1. ## Motion of Charged Particle Question

"Two electrons are held, at rest, 1.0x10^-12m apart, then released. With what kinetic energy and speed is each moving when they are a "large" distance apart."

I need help solving for the speed.

I solved for the kinetic energy doing:

/\V = kq/r
/\V = (9.0x10^9 Nm^2/C^2)(1.602x10^-19C)/(1.0x10^-12m)
/\V = 1441.8V

W = /\Ek
/\Ek = q/\V
/\Ek = (1.602X10^-19C)(1441.8V)
/\Ek = 2.3 x 10^16 J

How do I solve for the speed from this point? (answer in the book gives 1.6x10^7m/s)

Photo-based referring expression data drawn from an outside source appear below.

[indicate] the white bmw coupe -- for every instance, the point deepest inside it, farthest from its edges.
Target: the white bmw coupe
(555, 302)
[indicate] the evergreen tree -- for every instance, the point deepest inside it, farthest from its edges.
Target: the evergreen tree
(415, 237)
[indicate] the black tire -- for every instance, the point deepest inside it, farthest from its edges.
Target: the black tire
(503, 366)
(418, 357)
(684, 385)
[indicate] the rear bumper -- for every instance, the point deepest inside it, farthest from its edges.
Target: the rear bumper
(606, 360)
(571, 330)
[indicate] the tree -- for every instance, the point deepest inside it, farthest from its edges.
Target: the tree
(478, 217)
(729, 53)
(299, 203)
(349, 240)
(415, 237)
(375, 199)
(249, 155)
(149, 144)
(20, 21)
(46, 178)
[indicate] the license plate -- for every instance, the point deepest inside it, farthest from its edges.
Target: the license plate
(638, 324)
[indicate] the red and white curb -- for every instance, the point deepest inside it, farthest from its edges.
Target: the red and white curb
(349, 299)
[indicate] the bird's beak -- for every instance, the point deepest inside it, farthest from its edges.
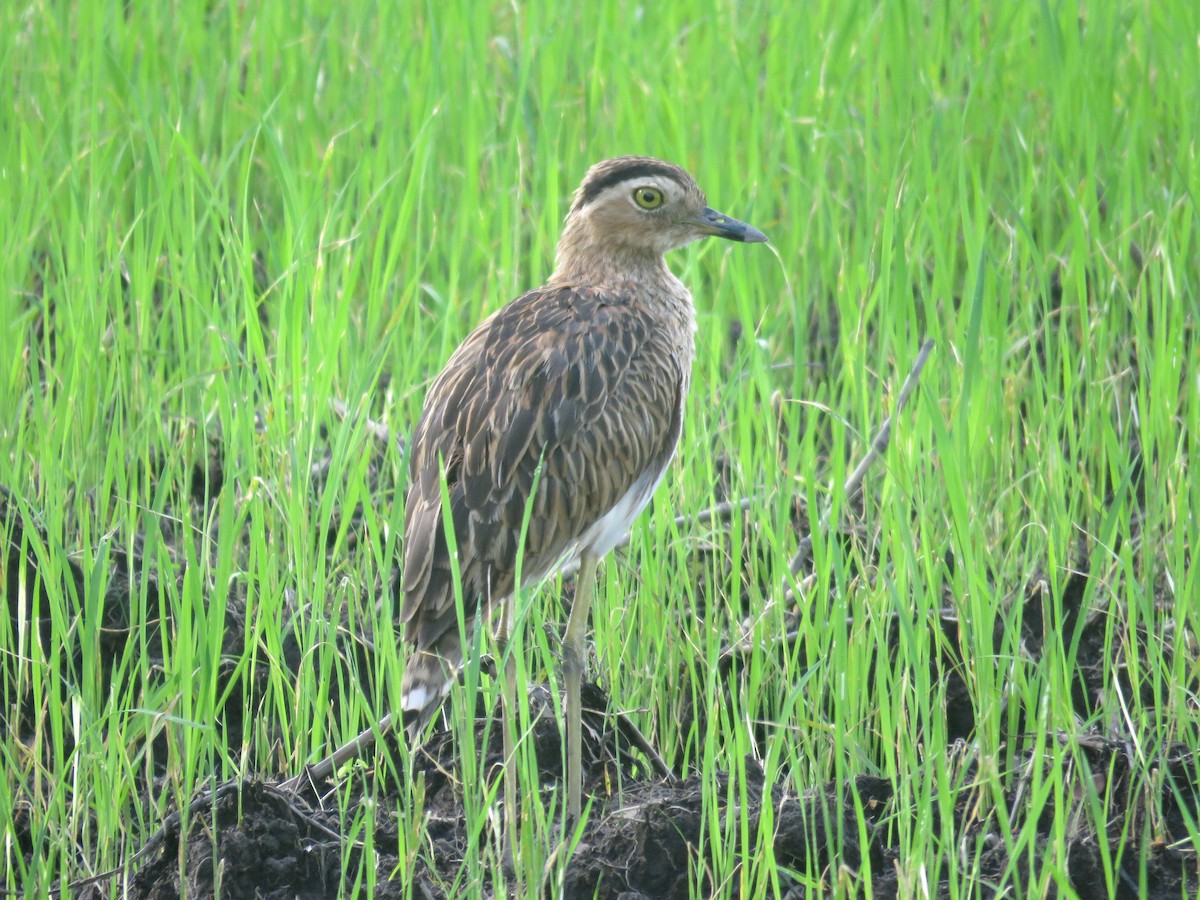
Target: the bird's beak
(721, 226)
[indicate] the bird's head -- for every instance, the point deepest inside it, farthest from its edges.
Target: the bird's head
(637, 204)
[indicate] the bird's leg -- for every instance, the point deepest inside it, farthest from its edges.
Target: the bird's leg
(573, 673)
(509, 719)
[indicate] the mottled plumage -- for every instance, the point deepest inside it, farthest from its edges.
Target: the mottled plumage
(586, 376)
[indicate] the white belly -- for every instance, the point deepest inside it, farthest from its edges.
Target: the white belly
(612, 527)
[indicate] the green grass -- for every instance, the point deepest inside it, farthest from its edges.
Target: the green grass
(220, 219)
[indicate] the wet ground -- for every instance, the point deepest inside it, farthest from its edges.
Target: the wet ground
(643, 843)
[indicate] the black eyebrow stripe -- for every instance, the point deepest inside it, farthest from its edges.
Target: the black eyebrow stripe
(643, 169)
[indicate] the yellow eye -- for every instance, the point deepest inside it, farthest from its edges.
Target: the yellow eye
(648, 197)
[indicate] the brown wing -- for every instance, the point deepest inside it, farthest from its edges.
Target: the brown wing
(567, 377)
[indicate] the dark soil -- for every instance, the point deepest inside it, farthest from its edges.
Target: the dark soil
(643, 841)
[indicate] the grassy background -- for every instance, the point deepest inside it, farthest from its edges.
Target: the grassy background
(219, 219)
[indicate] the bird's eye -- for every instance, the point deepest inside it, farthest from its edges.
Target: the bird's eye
(648, 197)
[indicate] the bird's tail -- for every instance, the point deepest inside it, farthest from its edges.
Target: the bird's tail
(427, 679)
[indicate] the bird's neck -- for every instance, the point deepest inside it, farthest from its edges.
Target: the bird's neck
(585, 258)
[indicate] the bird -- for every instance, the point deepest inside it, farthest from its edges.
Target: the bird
(556, 417)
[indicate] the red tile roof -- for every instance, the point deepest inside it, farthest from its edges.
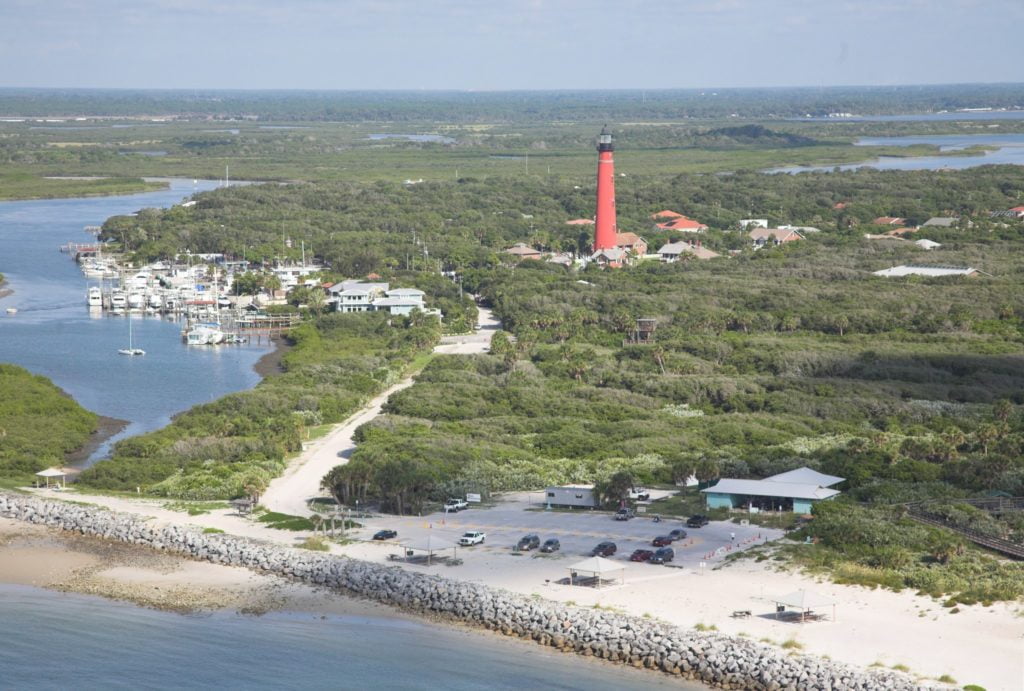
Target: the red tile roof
(682, 223)
(628, 240)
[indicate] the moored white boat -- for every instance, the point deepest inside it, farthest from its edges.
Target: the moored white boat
(131, 349)
(205, 334)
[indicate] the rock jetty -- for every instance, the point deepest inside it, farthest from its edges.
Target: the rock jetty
(708, 657)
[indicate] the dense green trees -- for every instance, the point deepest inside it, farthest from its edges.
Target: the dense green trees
(218, 449)
(39, 424)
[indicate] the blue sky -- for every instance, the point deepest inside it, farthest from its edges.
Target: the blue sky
(507, 44)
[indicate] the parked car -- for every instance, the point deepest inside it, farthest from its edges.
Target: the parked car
(472, 537)
(664, 556)
(527, 543)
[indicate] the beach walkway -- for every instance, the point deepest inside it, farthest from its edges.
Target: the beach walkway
(292, 492)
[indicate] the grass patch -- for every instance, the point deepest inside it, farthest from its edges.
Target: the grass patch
(196, 508)
(279, 521)
(314, 544)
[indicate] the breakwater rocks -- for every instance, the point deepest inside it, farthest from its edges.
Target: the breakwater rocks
(712, 658)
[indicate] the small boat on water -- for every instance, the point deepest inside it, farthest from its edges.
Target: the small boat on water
(205, 334)
(95, 297)
(131, 349)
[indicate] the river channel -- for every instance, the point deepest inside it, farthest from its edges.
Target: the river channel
(1006, 148)
(54, 335)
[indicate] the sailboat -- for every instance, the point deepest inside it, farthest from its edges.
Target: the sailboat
(130, 350)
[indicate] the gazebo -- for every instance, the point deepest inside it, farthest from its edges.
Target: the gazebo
(599, 568)
(53, 472)
(805, 601)
(431, 545)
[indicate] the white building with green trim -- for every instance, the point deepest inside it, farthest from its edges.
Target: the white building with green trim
(795, 490)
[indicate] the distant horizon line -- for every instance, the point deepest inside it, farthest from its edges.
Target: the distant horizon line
(185, 89)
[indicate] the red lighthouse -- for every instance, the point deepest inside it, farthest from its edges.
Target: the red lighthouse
(605, 229)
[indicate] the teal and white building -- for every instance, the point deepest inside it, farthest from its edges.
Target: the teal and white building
(795, 490)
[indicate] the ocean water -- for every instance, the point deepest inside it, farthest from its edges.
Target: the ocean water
(54, 334)
(59, 641)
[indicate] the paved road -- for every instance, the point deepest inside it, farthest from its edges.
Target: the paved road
(578, 531)
(291, 492)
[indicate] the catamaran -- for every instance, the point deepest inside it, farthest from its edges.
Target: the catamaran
(130, 350)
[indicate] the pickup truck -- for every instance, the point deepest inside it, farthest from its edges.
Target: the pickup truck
(472, 537)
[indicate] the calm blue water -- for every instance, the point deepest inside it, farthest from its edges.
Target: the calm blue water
(1011, 150)
(53, 333)
(414, 137)
(925, 117)
(57, 641)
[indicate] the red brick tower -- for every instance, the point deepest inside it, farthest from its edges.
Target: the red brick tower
(605, 229)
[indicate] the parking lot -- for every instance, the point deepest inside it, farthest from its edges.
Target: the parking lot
(579, 531)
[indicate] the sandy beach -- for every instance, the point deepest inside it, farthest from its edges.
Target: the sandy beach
(977, 645)
(34, 555)
(43, 557)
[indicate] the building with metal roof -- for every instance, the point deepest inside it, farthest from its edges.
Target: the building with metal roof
(796, 490)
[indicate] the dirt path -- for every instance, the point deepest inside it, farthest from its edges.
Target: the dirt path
(291, 492)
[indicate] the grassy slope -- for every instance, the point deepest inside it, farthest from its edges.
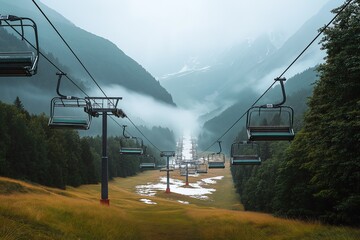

2. Originally Posted by Jeavus
"Two electrons are held, at rest, 1.0x10^-12m apart, then released. With what kinetic energy and speed is each moving when they are a "large" distance apart."

I need help solving for the speed.

I solved for the kinetic energy doing:

/\V = kq/r
/\V = (9.0x10^9 Nm^2/C^2)(1.602x10^-19C)/(1.0x10^-12m)
/\V = 1441.8V

W = /\Ek
/\Ek = q/\V
/\Ek = (1.602X10^-19C)(1441.8V)
/\Ek = 2.3 x 10^16 J

How do I solve for the speed from this point? (answer in the book gives 1.6x10^7m/s)
Note that the electric force is conservative, so there are no losses to the total mechanical energy: energy is conserved.

So the initial electrical potential energy (not to be confused with the electric potential) will be equal to the final kinetic energy.
$\displaystyle \frac{ke^2}{1.0 \times 10^{-12}~m} = \frac{1}{2}mv^2$

I get $\displaystyle v = 2.249 \times 10^7~m/s$.

Note: This speed is right on the edge of what I would consider using Special Relativity for. (About a tenth of the speed of light.) Please make sure that your instructor does not want you to use this. (If (s)he does, let me know and I'll show you how to alter the calculation.)

-Dan